- Arabic: ‏عدل‎‎
- Romanization: ʻadl
- Literal meaning: "balanced"

= Adl =

Arabic word for justice

ʿAdl (عَدْل) is an Arabic word meaning "balanced" or "justice", and is also one of the names of God in Islam. It is equal to the concept of insaf (انصاف, "sense of justice") in the Baháʼí Faith.

Adil (عادل), and Adeel (عديل) are male names derived from ʻadl and are common throughout the Islamic world.

== In Islamic jurisprudence ==

The Foundations of Justice for Legal Guardians, Governors, Princes, Meritorious Rulers, and Kings (Usman dan Fodio)

Adl, as used by early theorists of Islamic jurisprudence, referred to an aspect of an individual's character.
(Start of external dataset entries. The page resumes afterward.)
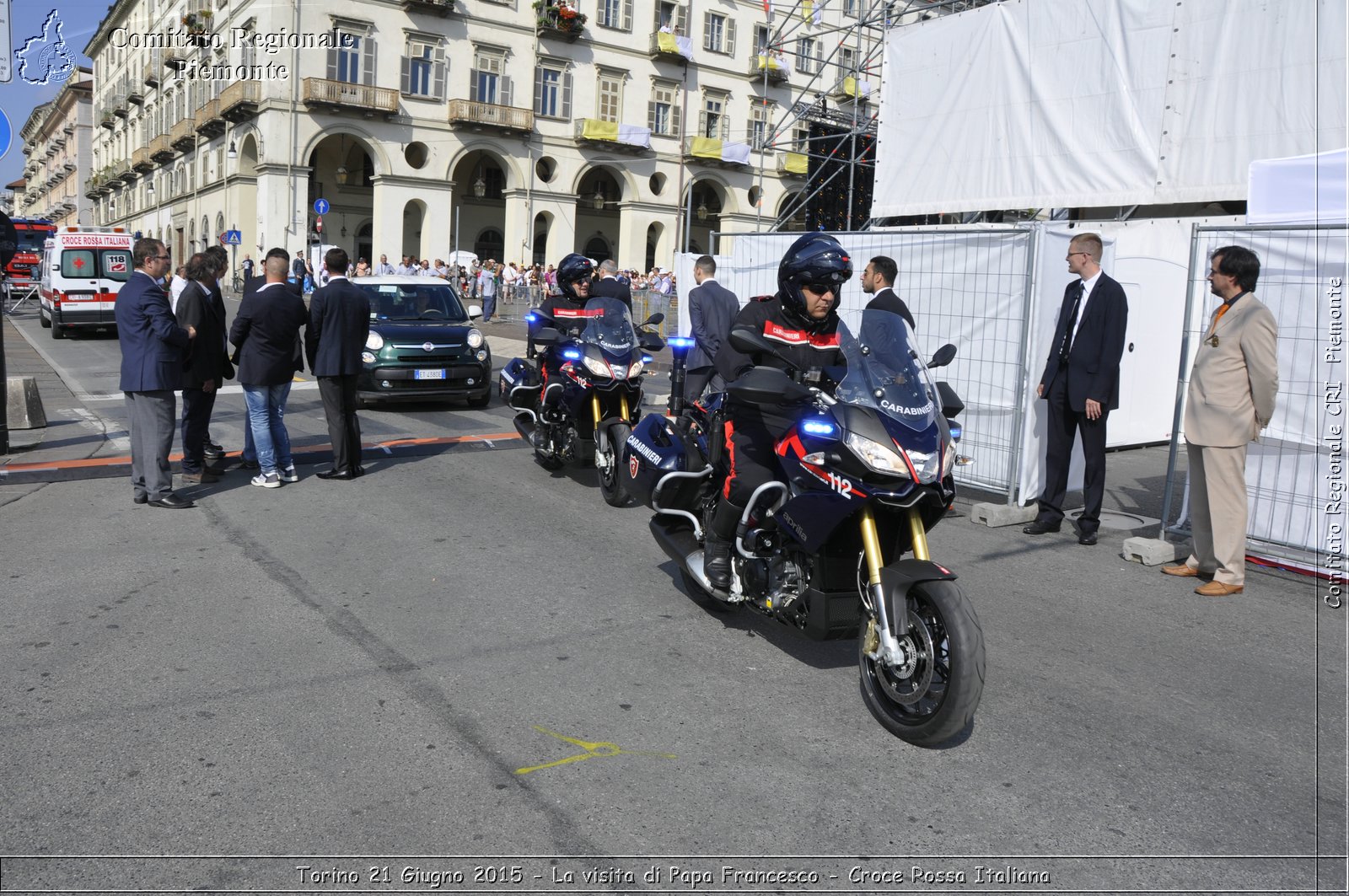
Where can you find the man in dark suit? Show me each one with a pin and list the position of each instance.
(339, 325)
(610, 287)
(712, 311)
(266, 331)
(879, 281)
(153, 350)
(207, 365)
(1083, 385)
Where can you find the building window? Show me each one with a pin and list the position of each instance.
(714, 123)
(718, 34)
(615, 13)
(610, 98)
(663, 111)
(424, 69)
(486, 83)
(806, 56)
(553, 91)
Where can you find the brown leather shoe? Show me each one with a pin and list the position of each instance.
(1218, 588)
This aspect is best translated as probity. In a hadith, Islamic prophet Muhammad said that, the meaning of wasat ("moderation") is adl ("justice").

== In Islamic theology ==
Adl is another word for divine justice in Islam.

== Family name ==
The origin of the modern Persian family name Adl is from the titles of nobility given to Iranian jurists at the end of the 19th century, that were related by family ties.
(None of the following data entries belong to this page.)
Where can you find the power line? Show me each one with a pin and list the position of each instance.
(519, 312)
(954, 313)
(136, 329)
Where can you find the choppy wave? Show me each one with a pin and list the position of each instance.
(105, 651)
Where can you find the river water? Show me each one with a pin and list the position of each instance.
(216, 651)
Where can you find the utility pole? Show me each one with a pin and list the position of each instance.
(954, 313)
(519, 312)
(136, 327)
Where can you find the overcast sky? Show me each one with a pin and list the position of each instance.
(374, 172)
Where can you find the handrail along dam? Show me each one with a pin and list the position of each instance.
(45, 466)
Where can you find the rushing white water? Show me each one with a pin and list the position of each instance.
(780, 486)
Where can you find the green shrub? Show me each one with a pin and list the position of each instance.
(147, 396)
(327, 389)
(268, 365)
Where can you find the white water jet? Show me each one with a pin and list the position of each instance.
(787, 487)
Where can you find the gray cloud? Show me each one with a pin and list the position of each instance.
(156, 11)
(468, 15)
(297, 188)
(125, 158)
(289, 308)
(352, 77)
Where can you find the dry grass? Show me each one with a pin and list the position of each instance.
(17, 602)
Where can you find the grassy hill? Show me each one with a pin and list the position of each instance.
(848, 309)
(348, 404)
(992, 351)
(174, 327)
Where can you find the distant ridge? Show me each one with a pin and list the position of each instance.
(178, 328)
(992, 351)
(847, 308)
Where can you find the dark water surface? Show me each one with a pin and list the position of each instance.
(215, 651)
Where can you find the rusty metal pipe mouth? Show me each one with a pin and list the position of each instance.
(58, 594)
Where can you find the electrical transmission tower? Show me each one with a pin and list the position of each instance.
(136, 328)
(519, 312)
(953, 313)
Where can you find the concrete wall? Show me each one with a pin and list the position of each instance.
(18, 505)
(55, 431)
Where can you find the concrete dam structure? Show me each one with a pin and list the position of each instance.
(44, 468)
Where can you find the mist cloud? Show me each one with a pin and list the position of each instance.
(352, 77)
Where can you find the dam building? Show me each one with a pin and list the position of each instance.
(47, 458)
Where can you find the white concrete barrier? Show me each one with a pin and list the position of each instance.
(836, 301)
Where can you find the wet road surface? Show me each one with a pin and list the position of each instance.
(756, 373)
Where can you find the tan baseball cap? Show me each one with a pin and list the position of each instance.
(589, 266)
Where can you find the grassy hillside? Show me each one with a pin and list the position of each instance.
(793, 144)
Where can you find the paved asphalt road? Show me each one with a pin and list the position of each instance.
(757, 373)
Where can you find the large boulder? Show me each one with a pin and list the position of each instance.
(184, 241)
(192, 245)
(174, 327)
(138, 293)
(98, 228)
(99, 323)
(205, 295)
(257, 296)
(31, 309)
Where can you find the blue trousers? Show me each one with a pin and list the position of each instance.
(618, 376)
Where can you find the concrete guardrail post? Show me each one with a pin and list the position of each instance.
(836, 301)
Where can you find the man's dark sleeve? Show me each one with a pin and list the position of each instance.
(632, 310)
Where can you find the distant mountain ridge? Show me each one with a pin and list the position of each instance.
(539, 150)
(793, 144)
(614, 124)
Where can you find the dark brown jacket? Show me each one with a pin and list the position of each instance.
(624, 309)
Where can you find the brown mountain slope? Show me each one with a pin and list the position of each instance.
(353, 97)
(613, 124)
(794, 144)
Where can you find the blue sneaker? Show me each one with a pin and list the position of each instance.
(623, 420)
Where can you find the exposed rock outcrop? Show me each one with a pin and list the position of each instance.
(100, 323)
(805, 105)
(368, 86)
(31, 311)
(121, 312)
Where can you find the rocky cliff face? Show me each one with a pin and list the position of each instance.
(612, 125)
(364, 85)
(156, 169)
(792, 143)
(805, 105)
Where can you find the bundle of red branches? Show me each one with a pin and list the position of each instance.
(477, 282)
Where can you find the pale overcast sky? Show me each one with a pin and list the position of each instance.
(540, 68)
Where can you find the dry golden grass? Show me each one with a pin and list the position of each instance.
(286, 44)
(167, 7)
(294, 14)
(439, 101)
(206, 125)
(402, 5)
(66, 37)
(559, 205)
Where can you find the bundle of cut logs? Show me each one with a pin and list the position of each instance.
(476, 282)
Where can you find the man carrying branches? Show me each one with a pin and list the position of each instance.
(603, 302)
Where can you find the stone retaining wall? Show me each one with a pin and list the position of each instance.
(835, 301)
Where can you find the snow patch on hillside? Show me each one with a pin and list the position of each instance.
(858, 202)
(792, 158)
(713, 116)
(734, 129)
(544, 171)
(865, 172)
Notably, these jurists included Mirza Husain Noori Tabarsi, also known as "Hossein Shah", whose title was ʻAdl al-Mulk ("Justice of the Kingdom"), Sayyid Mirza Ebrahim Khalil, whose title was Rukn al-Idalah ("Pillar of Justice"), and Mirza Mostafa Khan Adl, whose title was Mansur al-Saltanah ("Victorious of the Empire").